Cette avancée pourrait être importante si la thérapie génique devait traiter des maladies telles que l'hépatite B, dit Farzan. Après infection, L'ADN de l'hépatite B se trouve dans les cellules du foie, diriger lentement la production de nouveaux virus, conduisant finalement à des dommages au foie, cirrhose et même cancer. Le système CRISPR-Cpf1 amélioré, avec sa capacité de « multiplexer, ' pourrait digérer plus efficacement l'ADN viral, avant que le foie ne soit irrévocablement endommagé, il a dit.

"L'efficacité est importante. Si vous modifiez 25 cellules dans le foie, cela n'a pas de sens.
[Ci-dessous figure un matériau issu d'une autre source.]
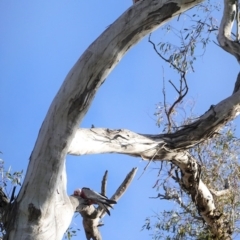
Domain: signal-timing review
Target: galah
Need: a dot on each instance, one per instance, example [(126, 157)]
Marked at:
[(92, 197)]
Mais si vous modifiez la moitié des cellules du foie, c'est puissant, " a dit Farzan. " Il y a d'autres bons cas - disons la dystrophie musculaire - où si vous pouvez réparer le gène dans suffisamment de cellules musculaires, vous pouvez restaurer la fonction musculaire."

Deux types de ces ciseaux moléculaires sont maintenant largement utilisés à des fins d'édition de gènes :Cas9 et Cpf1. Farzan a déclaré qu'il s'était concentré sur le Cpf1 car il est plus précis dans les cellules de mammifères. La molécule Cpf1 qu'ils ont étudiée provenait de deux types de bactéries, Bactérie Lachnospiraceae et Acidaminococus sp., dont l'activité a déjà été étudiée chez E. coli. Une propriété clé de ces molécules est qu'elles sont capables d'extraire leurs ARN guides d'une longue chaîne de tels ARN; mais il n'était pas clair que cela fonctionnerait avec l'ARN produit à partir de cellules de mammifères. Guocai a testé cette idée en éditant un gène de bioluminescence de luciole dans le chromosome de la cellule. Le système CRISPR-Cpf1 modifié a fonctionné comme prévu.

"Cela signifie que nous pouvons utiliser des systèmes d'administration plus simples pour diriger la protéine effectrice CRISPR plus les ARN guides, " Farzan a déclaré. "Cela va rendre le processus CRISPR plus efficace pour une variété d'applications."

Avoir hâte de, Farzan a déclaré que la protéine Cpf1 doit être mieux comprise afin que son utilité dans la fourniture de vecteurs de thérapie génique puisse être étendue davantage.